Thursday, May 22, 2008

Acidland and the Terror Cell

Amnesia about social pyromania and malicious intent, as anyone who has lived there knows the Germany’s public intellectuals to hold, is reported on by World Politics Review’s John Rosenthal. So resistant to believing that there is anything threatening about the world out there that can’t be satisfied with a public rant about the US Arms Lobby or a new regulation and tax, they appear to have been flummoxed by a series of attacks brewed up from within. Not long ago, the news that a Lebanese immigrant to Germany tried to plant a bomb on a public train. Then the notion that other world views don’t think like they do, and that there might be asymmetrical reprisal on the Bundeswehr, it seems had to be banished from the mind.

I think the media are thinking far too little of the German public if they think that they have to be protected from the news. Far too little. This is a population that, not too long ago, had to accept the sort of personal hardships that come with reconstruction and the usual ways of a notion of the state as so eager to regulate people for fear of believing that they haven’t done their job properly.

The Islamic Jihad Union (IJU), the Taliban-affiliated Jihadist group that took responsibility for the attack, claimed a more massive death toll: some 60 dead in both the explosion itself and a follow-on attack by Taliban forces. In a Turkish-language statement posted in the internet, the IJU also identified the bomber: "This operation was successfully carried out by the brave Cüneyt Ciftci from Germany, who has traded in his life of luxury for paradise" (source: Focus). The text was accompanied by photos of a smiling Ciftci brandishing a pistol and sitting behind the wheel of vehicle.

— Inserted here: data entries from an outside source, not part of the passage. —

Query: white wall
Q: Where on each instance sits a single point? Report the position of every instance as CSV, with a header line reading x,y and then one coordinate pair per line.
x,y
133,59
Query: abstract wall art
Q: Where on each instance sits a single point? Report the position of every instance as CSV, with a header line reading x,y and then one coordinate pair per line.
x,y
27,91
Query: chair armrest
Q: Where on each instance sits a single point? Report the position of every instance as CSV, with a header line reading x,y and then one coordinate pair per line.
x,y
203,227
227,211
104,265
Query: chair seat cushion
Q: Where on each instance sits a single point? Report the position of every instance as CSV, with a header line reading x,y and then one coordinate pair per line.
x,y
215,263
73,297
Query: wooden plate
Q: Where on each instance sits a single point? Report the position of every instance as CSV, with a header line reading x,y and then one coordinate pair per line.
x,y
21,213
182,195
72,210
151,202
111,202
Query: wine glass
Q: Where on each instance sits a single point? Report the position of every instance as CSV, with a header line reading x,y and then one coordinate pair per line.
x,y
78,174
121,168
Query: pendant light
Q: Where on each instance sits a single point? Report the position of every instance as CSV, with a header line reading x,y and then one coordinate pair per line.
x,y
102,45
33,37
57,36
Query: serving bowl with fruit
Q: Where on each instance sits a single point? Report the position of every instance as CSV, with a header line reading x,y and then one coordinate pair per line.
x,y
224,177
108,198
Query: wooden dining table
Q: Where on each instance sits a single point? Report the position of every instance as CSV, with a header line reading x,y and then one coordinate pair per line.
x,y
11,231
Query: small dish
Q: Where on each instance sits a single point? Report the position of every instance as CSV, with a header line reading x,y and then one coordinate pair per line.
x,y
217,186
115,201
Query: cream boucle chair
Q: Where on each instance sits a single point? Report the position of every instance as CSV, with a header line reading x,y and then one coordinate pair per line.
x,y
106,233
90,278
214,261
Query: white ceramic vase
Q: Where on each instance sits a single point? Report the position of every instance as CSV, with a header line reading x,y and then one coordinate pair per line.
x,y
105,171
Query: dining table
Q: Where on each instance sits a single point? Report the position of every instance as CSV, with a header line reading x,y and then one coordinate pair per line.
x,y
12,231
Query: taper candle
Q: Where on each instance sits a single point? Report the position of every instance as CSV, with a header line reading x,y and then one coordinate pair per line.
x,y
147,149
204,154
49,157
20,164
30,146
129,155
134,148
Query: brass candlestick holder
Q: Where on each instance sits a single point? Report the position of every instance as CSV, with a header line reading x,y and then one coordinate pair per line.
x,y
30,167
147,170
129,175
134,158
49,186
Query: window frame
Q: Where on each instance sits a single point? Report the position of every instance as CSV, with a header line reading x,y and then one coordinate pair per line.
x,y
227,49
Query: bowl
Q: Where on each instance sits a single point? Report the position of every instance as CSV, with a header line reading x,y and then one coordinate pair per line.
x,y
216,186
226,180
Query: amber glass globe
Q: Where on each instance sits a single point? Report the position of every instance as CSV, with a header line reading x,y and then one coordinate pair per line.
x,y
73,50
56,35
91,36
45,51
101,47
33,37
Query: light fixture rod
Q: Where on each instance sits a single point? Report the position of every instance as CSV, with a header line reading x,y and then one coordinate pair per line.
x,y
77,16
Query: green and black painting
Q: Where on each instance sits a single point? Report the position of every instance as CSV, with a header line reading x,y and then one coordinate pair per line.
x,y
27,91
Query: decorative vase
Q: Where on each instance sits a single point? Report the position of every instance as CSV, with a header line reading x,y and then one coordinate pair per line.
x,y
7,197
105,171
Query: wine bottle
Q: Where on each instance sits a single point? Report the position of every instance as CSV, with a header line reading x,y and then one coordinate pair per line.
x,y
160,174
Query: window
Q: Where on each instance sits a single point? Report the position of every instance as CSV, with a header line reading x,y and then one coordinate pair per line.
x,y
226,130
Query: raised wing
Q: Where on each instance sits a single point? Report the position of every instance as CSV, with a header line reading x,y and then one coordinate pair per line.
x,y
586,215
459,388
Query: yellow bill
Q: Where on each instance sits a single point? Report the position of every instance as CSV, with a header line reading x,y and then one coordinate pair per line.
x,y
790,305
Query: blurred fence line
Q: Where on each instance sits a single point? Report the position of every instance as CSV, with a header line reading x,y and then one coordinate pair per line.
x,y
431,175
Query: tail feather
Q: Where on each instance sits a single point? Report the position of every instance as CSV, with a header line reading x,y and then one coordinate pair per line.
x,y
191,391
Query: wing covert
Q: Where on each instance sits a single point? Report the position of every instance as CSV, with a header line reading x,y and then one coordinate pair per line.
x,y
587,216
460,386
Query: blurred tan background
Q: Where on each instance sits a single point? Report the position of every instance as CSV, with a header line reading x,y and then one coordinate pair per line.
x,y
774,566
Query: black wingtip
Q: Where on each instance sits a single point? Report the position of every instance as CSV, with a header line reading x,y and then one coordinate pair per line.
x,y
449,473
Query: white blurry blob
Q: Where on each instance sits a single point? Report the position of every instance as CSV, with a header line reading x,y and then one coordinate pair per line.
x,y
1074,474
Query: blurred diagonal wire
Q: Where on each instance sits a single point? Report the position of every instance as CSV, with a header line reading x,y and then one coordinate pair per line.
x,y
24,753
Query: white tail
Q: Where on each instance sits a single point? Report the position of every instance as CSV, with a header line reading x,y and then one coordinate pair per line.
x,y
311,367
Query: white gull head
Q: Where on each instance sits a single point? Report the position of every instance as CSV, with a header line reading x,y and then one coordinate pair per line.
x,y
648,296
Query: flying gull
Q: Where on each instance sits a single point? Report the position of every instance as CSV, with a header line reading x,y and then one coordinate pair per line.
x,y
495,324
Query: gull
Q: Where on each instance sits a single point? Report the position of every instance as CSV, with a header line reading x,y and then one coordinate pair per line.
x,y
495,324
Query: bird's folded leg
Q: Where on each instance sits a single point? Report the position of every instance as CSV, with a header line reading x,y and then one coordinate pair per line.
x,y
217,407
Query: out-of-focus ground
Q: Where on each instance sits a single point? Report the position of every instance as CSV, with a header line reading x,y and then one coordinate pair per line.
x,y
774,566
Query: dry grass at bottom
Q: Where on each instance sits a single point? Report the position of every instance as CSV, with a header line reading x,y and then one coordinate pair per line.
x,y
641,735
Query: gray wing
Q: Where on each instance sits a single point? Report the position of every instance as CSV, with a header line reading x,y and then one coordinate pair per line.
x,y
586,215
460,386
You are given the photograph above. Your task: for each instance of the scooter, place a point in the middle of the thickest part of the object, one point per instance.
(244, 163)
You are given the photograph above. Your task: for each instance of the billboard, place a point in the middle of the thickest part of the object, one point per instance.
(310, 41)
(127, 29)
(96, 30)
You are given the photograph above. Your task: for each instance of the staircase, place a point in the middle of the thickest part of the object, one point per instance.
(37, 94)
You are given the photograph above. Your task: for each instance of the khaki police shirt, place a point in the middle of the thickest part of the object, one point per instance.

And what did the American public learn about all this from American
[N.B.: the German public as well] news organizations? A Factiva database search turns up a single sparse 280 word AP dispatch tentatively noting that German authorities were "checking" whether the German-born Ciftci might possibly be "linked" to the bombing. Instead, Americans were left to glean whatever more substantial information they could from the English-language website of the German weekly Der Spiegel. While Der Spiegel's March 15 article likewise studiously avoided treating Ciftci's responsibility for the attack as given, it nonetheless conceded that it was "likely": thus prompting the authors to pronounce Ciftci -- in all probability -- "the first suicide bomber from Germany." In light of the fact that Mohammad Atta and two of the three other pilots in the 9/11 attacks also lived in Germany, and indeed plotted the attacks there, the formula gives serious cause to pause. Der Spiegel dramatically described Ciftci's presumptive involvement as "Berlin's Worst Nightmare": as if the Hamburg Cell's leading role in the 9/11 attacks had not already been an even worse one or as if "Berlin" was suffering from collective amnesia and no longer remembered -- or wanted to remember -- the major German connection to 9/11.


C’mon, get happy.


But alas, hope springs eternal:
Following the emergence of the [“martyrdom”] video, Der Spiegel and the rest of the German media largely abandoned their hopeful expressions of doubt about Ciftci's responsibility. "The first perpetrator of a suicide attack from Germany," the weekly Stern now called Ciftci -- displaying the same startling obliviousness to the German role in the 9/11 attacks as Der Spiegel had previously. But when interviewed by ZDF television, Jörg Ziercke, chief of Germany's Federal Bureau of Criminal Investigations (BKA), continued to insist that he could not confirm that Ciftci had been the bomber. "We don't have the corpse," Ziercke said, "We have to undertake an identification of the corpse." As anyone who watches the massive explosion documented in the video will be able to appreciate, there is not likely to be much of Ciftci left to facilitate this identification.